COG Conversion

# COG Conversion Workflow

## Pipeline Overview

Scripts follow a "prototype then batch" pattern:
- `00a` / `00b`: Metadata extraction
- `01a` / `01b`: COG conversion
- `utils.R`: Shared functions

The "a" scripts test on one file, "b" scripts run on everything.

## What Each Script Does

**utils.R** Content Overview:
- `classify_data_type()` - decides if a file is indicator/aggregate/final_score/exclude
- `extract_domain()` - pulls domain name from path (livelihoods, species, etc.)
- `classify_layer_type()` - resistance/recovery/status/domain_score
- `make_cog_filename()` - handles duplicate filenames (adds `_no_mask` suffix)
- `get_raster_header()` - extracts metadata without loading pixel values
- `near()` - numeric comparison with tolerance

**00a** - Test metadata extraction on one file, verify assumptions

**00b** - Batch metadata extraction
- Outputs to `metadata/all_layers_consistent.csv` (always)
- Only creates `raw` and `inconsistent` CSVs if there are inconsistencies or other issues
- Caches progress

**01a** - Test COG conversion on one file

**01b** - Batch COG conversion from the consistent metadata CSV

## Project Assumptions

All files are expected to have:
- CRS: EPSG:5070
- Resolution: 90m × 90m
- Extent: xmin=-5216639.67, xmax=-504689.6695, ymin=991231.6885, ymax=6199081.688

Again we validate every file against these in 00b as a QC check even though they should all match (doesn't take too much extra time).

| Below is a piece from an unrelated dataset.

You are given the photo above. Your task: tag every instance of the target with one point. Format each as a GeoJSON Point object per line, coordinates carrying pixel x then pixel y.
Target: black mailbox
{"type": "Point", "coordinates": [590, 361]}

## What's Included vs Excluded

**Included:**
- `/indicators/` (masked version)
- `/indicators_no_mask/` (full coverage version)
- Top-level aggregates (`_domain_score`, `_resilience`, `_resistance`, `_status`)
- `WRI_score.tif`

**Excluded:**
- `/retro_` - historical comparison data (verified with Carlo)
- `/archive/` - old versions (verified with Carlo)
- `/final_checks/` - QC files, violates consistency assumptions

## Issues I encountered

### Masked vs no-mask confusion
Wasn't clear which to include. Compared them:
- `indicators/` version: 183 MB, only covers small region in Southeast
- `indicators_no_mask/` version: 318 MB, covers full western US

They serve different purposes so we're keeping both.
### Column name mismatch
Scripts expected `crs_epsg` but old code used `crs`. Standardized on `crs_epsg`.

### Unexpected duplicate (species_status.tif)
Got a duplicate error but only saw one row in CSV. Turned out same filename existed in:
- `data/species/species_status.tif` (aggregate - correct location)
- `data/species/indicators/species_status.tif` (misplaced copy)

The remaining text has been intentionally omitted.